The governing equation of the bending problem of simply supported thin plate on Pasternak foundation is degraded into two coupled lower order differential equations using the intermediate variable, which are a Helmholtz equation and a Laplace equation. A new solution of two-dimensional Helmholtz operator is proposed as shown in Appendix 1. The R-function and basic solutions of two-dimensional Helmholtz operator and Laplace operator are used to construct the corresponding quasi-Green function. The quasi-Green’s functions satisfy the homogeneous boundary conditions of the problem. The Helmholtz equation and Laplace equation are transformed into integral equations applying corresponding Green’s formula, the fundamental solution of the operator, and the boundary condition. A new boundary normalization equation is constructed to ensure the continuity of the integral kernels. The integral equations are discretized into the nonhomogeneous linear algebraic equations to proceed with numerical computing. Some numerical examples are given to verify the validity of the proposed method in calculating the problem with simple boundary conditions and polygonal boundary conditions. The required results are obtained through MATLAB programming. The convergence of the method is discussed. The comparison with the analytic solution shows a good agreement, and it demonstrates the feasibility and efficiency of the method in this article.

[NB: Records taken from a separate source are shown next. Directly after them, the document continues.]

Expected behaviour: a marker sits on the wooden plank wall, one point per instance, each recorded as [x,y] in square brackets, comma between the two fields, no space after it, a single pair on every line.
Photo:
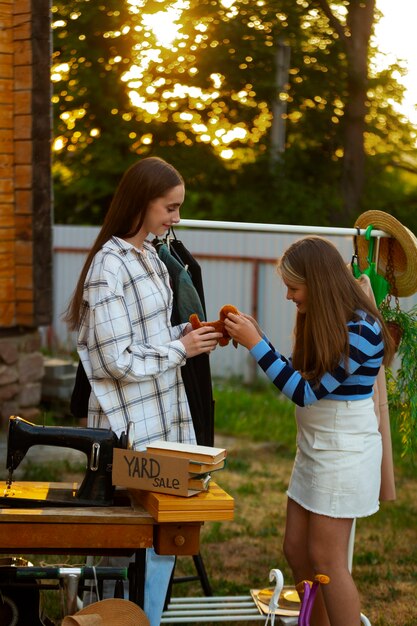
[25,178]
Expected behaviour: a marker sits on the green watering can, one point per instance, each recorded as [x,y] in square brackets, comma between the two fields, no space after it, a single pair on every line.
[380,286]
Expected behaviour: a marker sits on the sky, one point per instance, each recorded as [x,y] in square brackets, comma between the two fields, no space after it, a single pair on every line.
[396,37]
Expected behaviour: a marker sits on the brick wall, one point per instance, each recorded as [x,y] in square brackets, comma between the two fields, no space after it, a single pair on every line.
[25,180]
[25,201]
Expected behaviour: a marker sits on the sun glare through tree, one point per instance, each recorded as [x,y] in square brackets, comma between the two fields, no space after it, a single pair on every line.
[164,82]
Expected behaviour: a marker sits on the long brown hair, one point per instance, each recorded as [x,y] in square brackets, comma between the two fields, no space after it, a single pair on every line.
[143,182]
[333,295]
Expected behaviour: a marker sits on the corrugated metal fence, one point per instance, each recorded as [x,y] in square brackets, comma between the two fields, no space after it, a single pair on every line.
[238,268]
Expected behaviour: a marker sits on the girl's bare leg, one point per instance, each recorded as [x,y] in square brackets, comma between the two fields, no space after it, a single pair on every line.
[328,549]
[297,554]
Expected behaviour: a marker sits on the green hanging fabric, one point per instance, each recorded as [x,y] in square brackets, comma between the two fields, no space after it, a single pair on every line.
[380,286]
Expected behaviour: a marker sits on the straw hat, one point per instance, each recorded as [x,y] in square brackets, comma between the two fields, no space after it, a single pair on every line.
[403,253]
[110,612]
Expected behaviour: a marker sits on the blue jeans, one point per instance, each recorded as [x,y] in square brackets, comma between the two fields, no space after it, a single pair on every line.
[158,572]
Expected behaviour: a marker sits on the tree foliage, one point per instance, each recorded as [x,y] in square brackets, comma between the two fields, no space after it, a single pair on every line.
[207,101]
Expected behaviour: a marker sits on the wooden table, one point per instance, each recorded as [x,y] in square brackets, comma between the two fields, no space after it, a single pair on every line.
[124,529]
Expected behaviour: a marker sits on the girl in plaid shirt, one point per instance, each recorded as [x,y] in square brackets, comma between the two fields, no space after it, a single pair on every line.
[131,353]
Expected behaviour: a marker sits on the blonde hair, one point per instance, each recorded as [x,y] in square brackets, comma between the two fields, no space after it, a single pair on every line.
[320,334]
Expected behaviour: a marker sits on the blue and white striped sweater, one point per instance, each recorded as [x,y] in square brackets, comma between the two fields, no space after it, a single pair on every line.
[356,383]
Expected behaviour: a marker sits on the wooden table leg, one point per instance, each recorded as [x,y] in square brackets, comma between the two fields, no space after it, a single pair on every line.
[136,574]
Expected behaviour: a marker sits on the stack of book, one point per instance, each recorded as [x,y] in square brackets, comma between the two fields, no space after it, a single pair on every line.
[203,460]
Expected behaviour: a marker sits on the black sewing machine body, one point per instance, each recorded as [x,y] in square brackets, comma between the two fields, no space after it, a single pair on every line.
[98,444]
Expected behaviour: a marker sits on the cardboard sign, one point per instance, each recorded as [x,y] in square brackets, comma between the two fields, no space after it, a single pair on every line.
[150,472]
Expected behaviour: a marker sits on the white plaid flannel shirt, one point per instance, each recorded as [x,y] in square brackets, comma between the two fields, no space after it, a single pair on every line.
[130,352]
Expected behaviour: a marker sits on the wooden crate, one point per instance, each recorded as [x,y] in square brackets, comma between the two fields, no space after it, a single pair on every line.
[212,505]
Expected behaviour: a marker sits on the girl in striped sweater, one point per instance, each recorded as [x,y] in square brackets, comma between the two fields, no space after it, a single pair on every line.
[340,343]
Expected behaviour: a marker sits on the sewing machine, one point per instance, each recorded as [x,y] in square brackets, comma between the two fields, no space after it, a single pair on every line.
[96,489]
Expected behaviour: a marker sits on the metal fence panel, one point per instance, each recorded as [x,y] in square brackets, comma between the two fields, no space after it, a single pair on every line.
[238,268]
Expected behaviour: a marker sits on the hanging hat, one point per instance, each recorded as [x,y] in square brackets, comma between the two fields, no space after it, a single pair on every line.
[403,251]
[110,612]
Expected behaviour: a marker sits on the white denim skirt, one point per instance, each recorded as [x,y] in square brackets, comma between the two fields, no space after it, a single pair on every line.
[337,468]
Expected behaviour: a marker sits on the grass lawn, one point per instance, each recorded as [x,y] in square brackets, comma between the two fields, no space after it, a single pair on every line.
[257,427]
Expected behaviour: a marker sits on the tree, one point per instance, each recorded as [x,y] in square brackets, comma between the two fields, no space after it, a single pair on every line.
[205,100]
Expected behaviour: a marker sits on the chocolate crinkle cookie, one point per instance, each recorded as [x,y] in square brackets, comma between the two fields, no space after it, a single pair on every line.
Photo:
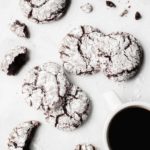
[85,147]
[45,86]
[14,60]
[121,56]
[20,29]
[44,11]
[79,49]
[73,112]
[21,136]
[64,105]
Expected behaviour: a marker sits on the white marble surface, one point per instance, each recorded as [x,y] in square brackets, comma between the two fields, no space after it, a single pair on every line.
[44,44]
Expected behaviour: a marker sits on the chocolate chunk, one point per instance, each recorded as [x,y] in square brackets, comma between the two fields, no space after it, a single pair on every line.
[110,4]
[21,136]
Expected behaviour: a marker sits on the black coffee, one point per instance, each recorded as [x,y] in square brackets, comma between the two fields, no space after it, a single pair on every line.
[130,130]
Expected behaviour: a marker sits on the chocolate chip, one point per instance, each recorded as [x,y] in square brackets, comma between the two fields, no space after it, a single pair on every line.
[137,16]
[110,4]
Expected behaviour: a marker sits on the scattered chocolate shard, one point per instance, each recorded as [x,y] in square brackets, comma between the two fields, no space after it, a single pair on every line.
[111,4]
[20,29]
[124,13]
[138,16]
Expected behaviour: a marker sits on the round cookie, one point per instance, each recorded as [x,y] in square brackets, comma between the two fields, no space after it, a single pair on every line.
[79,50]
[21,136]
[44,11]
[74,111]
[121,56]
[45,86]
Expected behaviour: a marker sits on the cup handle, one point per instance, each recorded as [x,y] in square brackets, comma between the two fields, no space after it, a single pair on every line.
[112,100]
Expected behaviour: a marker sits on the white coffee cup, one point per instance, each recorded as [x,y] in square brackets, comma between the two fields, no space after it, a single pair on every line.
[116,106]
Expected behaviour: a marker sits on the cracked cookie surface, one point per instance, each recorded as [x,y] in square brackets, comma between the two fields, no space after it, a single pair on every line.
[79,48]
[74,111]
[20,29]
[44,11]
[45,86]
[14,60]
[21,136]
[121,56]
[85,147]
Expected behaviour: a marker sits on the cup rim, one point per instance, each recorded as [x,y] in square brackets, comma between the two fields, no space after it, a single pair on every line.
[144,105]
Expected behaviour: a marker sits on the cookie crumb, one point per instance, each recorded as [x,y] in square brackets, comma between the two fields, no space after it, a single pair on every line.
[87,8]
[20,29]
[138,16]
[111,4]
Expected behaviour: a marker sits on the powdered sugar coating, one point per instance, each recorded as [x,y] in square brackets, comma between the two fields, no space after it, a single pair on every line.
[85,147]
[45,86]
[120,56]
[79,50]
[9,58]
[74,111]
[87,8]
[44,11]
[20,29]
[21,135]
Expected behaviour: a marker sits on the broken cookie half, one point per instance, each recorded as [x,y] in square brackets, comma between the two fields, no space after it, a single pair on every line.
[21,136]
[14,60]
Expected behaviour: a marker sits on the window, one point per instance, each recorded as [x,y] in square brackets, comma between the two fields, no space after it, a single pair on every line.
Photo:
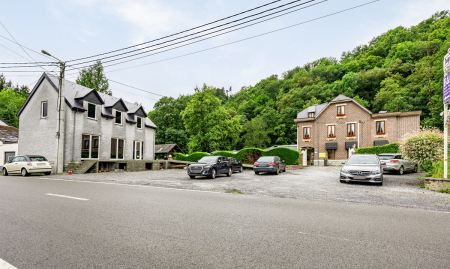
[138,150]
[306,132]
[139,122]
[91,111]
[118,117]
[341,111]
[351,129]
[380,128]
[117,148]
[331,154]
[44,110]
[331,132]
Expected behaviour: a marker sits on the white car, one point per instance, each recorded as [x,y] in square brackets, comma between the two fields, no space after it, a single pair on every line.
[28,164]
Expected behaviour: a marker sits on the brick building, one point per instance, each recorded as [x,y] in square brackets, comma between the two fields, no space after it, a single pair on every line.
[331,130]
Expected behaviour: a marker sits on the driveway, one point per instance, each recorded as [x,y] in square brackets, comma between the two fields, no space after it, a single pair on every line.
[312,183]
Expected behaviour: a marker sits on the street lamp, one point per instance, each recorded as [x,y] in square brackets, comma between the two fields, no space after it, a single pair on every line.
[60,127]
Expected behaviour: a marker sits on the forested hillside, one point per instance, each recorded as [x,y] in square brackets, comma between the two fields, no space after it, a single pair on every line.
[399,70]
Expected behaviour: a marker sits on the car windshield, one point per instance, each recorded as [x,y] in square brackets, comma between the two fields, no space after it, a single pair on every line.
[208,159]
[266,159]
[38,159]
[363,159]
[386,157]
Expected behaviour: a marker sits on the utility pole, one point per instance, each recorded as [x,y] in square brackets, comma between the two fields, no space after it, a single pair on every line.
[61,116]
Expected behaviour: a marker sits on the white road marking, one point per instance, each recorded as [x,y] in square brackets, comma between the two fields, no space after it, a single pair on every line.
[5,265]
[70,197]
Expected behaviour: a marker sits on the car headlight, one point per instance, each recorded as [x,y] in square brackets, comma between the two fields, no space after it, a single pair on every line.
[375,172]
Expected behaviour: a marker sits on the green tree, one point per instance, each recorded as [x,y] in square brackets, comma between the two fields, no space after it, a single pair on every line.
[94,78]
[166,115]
[210,126]
[10,103]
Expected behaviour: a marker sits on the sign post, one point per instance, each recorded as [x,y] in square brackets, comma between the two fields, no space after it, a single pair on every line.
[446,93]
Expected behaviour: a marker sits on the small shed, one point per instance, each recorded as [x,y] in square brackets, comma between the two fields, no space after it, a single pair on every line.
[166,150]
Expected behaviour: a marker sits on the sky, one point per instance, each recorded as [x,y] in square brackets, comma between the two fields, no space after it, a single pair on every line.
[72,29]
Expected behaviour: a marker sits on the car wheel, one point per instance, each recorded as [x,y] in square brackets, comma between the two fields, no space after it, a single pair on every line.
[24,172]
[213,174]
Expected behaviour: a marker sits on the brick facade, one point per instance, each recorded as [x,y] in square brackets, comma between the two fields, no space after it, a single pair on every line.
[397,124]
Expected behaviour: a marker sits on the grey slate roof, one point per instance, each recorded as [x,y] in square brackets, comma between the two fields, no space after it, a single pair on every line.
[5,122]
[164,148]
[75,92]
[314,108]
[9,134]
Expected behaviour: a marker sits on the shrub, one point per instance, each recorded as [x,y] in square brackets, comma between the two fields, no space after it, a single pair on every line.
[424,146]
[247,155]
[389,148]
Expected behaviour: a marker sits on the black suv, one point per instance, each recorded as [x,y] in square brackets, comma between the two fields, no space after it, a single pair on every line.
[210,166]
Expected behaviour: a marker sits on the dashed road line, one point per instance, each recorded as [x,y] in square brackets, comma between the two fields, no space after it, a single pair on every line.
[69,197]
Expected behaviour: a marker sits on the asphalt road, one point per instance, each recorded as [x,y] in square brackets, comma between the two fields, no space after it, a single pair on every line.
[125,226]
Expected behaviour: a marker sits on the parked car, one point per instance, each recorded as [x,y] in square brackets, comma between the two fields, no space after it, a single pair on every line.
[236,165]
[210,166]
[395,163]
[27,164]
[270,164]
[362,168]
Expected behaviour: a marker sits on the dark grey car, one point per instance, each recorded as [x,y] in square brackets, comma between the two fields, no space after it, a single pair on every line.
[362,168]
[270,164]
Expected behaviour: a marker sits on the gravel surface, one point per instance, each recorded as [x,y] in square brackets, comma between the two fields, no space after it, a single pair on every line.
[312,183]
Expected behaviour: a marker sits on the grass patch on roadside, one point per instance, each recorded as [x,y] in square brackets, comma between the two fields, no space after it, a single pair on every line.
[235,191]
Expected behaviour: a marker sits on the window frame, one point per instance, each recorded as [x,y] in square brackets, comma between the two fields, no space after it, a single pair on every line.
[352,129]
[382,125]
[342,110]
[137,122]
[115,119]
[42,109]
[331,134]
[95,111]
[306,131]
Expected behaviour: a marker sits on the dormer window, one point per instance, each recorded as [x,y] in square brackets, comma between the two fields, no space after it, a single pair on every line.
[118,117]
[139,122]
[91,111]
[341,111]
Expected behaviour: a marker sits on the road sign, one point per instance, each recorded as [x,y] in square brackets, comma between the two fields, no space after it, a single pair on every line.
[447,88]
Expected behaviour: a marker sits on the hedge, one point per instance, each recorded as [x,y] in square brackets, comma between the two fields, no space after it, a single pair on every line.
[389,148]
[247,155]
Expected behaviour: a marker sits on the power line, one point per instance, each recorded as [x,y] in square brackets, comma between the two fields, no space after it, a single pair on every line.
[178,32]
[241,40]
[203,39]
[22,47]
[183,41]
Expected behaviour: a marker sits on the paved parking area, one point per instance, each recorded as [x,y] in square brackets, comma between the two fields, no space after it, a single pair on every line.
[313,183]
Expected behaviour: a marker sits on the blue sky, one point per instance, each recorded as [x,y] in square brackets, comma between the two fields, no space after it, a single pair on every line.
[78,28]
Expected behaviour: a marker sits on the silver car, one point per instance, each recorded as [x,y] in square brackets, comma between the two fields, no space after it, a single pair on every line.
[395,163]
[362,168]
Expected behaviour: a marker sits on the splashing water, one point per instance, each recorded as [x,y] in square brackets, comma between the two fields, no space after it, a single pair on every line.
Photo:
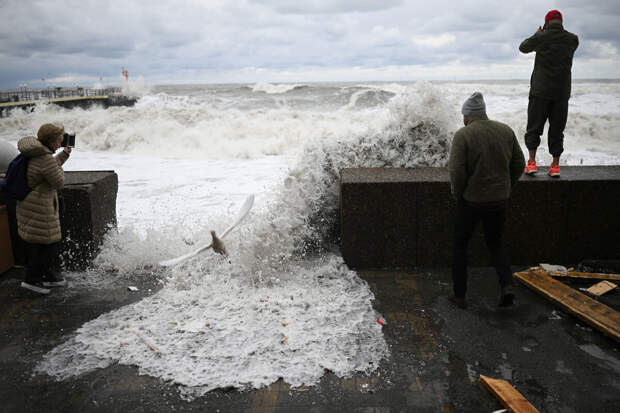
[284,305]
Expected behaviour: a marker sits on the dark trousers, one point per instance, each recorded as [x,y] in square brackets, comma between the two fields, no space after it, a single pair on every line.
[539,110]
[467,218]
[42,261]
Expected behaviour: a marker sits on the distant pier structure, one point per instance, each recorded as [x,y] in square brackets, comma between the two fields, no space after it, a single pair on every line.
[27,99]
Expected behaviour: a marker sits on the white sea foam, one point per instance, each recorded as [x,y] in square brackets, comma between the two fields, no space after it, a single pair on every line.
[275,89]
[285,305]
[276,309]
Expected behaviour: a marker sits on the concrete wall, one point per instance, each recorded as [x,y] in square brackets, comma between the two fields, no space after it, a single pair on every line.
[398,218]
[87,212]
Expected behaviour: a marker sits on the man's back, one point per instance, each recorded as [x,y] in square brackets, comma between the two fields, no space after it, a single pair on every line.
[554,47]
[485,161]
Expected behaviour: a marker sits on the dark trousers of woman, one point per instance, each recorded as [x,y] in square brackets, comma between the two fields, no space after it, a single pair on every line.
[468,215]
[539,110]
[42,262]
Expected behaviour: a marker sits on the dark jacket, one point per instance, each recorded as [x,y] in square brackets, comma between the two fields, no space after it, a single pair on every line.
[486,161]
[554,47]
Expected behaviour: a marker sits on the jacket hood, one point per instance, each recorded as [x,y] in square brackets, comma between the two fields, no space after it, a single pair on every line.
[31,147]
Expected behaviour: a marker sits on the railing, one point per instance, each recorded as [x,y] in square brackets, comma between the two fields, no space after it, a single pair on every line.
[24,94]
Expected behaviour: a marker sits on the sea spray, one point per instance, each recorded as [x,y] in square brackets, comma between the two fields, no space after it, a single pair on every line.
[281,306]
[277,307]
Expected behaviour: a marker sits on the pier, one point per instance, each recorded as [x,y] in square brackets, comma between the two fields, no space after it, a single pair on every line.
[27,99]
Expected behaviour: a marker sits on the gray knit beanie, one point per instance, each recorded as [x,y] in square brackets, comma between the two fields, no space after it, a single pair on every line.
[474,105]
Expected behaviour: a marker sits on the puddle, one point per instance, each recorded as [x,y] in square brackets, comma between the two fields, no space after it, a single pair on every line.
[596,352]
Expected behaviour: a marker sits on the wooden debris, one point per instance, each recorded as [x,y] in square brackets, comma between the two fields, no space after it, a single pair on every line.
[586,275]
[507,395]
[601,288]
[580,305]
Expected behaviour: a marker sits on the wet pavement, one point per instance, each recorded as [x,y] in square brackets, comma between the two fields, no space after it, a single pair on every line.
[437,354]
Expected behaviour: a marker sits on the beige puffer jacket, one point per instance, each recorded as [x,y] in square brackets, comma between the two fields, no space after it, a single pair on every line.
[37,215]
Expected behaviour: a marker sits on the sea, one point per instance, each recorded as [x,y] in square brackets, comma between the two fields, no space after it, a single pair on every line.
[283,304]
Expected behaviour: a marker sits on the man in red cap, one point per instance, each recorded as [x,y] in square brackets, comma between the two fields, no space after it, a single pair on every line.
[549,88]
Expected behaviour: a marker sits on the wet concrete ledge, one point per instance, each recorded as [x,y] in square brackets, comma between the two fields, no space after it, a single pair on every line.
[437,352]
[87,212]
[404,218]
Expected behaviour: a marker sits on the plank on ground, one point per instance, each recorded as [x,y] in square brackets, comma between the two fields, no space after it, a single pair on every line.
[586,275]
[601,288]
[508,396]
[587,309]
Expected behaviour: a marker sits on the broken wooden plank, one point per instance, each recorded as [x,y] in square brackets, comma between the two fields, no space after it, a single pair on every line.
[598,315]
[601,288]
[508,396]
[587,275]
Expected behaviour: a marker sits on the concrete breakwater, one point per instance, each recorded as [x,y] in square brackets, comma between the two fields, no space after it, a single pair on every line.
[66,98]
[404,218]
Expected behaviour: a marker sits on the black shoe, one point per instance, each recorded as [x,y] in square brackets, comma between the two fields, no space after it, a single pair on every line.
[458,301]
[37,287]
[507,298]
[54,281]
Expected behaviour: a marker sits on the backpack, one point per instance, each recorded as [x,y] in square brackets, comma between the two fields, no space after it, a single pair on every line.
[15,184]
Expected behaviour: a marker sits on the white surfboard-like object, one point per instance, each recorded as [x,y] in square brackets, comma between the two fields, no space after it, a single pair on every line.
[245,208]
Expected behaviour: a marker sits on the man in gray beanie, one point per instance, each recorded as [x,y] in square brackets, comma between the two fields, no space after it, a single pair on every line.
[485,163]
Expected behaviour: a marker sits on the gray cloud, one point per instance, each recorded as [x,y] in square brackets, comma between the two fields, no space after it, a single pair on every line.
[329,6]
[163,41]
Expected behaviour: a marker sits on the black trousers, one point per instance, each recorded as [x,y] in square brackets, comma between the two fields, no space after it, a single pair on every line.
[467,218]
[42,261]
[539,110]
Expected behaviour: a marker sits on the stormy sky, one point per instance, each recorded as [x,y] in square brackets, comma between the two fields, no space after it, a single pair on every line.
[84,42]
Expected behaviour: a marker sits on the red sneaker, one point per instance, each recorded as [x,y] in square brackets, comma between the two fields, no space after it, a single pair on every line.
[530,168]
[554,171]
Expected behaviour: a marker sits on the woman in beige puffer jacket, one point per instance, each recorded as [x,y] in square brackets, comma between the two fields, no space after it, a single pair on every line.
[38,220]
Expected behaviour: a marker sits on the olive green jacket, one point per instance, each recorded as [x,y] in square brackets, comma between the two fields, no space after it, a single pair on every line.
[486,161]
[554,47]
[38,221]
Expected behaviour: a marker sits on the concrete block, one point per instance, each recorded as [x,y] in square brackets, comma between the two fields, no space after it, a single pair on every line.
[392,217]
[387,239]
[87,212]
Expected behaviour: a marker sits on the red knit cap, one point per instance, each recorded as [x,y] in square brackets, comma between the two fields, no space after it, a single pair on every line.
[553,14]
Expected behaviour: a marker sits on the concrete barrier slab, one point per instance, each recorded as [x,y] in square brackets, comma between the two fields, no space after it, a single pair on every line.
[393,217]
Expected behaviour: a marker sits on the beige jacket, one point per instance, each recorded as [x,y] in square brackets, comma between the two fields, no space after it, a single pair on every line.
[38,221]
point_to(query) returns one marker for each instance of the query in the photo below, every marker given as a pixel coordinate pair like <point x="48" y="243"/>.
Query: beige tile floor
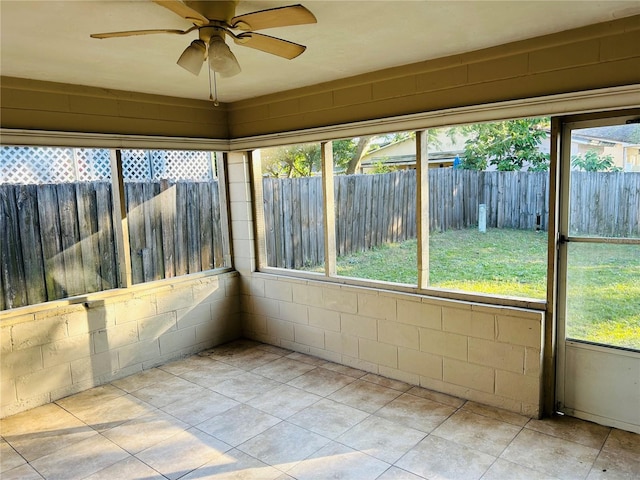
<point x="247" y="410"/>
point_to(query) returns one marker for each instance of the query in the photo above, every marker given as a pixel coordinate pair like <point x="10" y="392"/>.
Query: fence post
<point x="120" y="221"/>
<point x="329" y="209"/>
<point x="482" y="218"/>
<point x="422" y="207"/>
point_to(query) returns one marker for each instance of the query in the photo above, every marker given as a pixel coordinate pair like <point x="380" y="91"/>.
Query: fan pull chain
<point x="215" y="87"/>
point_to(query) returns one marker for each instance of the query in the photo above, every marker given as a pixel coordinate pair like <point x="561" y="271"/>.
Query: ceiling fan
<point x="214" y="20"/>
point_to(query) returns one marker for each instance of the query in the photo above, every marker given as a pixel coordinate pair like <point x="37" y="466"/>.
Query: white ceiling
<point x="49" y="40"/>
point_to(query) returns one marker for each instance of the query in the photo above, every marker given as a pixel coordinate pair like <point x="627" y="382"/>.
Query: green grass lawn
<point x="604" y="280"/>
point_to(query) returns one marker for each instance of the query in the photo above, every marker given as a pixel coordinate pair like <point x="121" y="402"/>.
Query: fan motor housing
<point x="220" y="10"/>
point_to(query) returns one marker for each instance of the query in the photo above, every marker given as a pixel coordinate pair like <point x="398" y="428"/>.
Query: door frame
<point x="565" y="126"/>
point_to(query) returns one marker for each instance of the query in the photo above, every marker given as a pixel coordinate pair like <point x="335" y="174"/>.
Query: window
<point x="488" y="201"/>
<point x="293" y="206"/>
<point x="58" y="230"/>
<point x="485" y="186"/>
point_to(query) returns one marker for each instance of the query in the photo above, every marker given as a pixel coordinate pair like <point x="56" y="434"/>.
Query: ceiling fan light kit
<point x="193" y="57"/>
<point x="221" y="58"/>
<point x="214" y="20"/>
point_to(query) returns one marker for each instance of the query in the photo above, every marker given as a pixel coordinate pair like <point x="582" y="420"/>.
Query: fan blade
<point x="184" y="11"/>
<point x="273" y="17"/>
<point x="131" y="33"/>
<point x="273" y="45"/>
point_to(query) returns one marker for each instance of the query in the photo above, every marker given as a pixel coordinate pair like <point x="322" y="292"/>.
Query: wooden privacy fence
<point x="57" y="240"/>
<point x="372" y="210"/>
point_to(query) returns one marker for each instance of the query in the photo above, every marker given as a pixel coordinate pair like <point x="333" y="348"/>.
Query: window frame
<point x="115" y="145"/>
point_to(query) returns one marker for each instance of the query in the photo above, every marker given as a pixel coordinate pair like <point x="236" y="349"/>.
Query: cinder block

帕斯捷尔纳克地基上的简单支撑薄板弯曲问题的控制方程通过中间变量被分解为两个耦合的低阶微分方程，分别是亥姆霍兹方程和拉普拉斯方程。提出了一个二维Helmholtz算子的新解，如附录1所示。使用二维Helmholtz算子和Laplace算子的R函数和基本解来构造相应的准Green函数。拟格林函数满足问题的齐次边界条件。应用相应的格林公式，算子的基本解和边界条件，将亥姆霍兹方程和拉普拉斯方程转换为积分方程。构造新的边界归一化方程以确保积分核的连续性。积分方程被离散化为非齐次线性代数方程，以进行数值计算。数值算例验证了该方法在简单边界条件和多边形边界条件下计算问题的有效性。所需的结果是通过MATLAB编程获得的。讨论了该方法的收敛性。与解析解的比较表明吻合良好，证明了本文方法的可行性和有效性。数值算例验证了该方法在简单边界条件和多边形边界条件下计算问题的有效性。所需的结果是通过MATLAB编程获得的。讨论了该方法的收敛性。与解析解的比较表明吻合良好，证明了本文方法的可行性和有效性。数值算例验证了该方法在简单边界条件和多边形边界条件下计算问题的有效性。所需的结果是通过MATLAB编程获得的。讨论了该方法的收敛性。与解析解的比较表明吻合良好，证明了本文方法的可行性和有效性。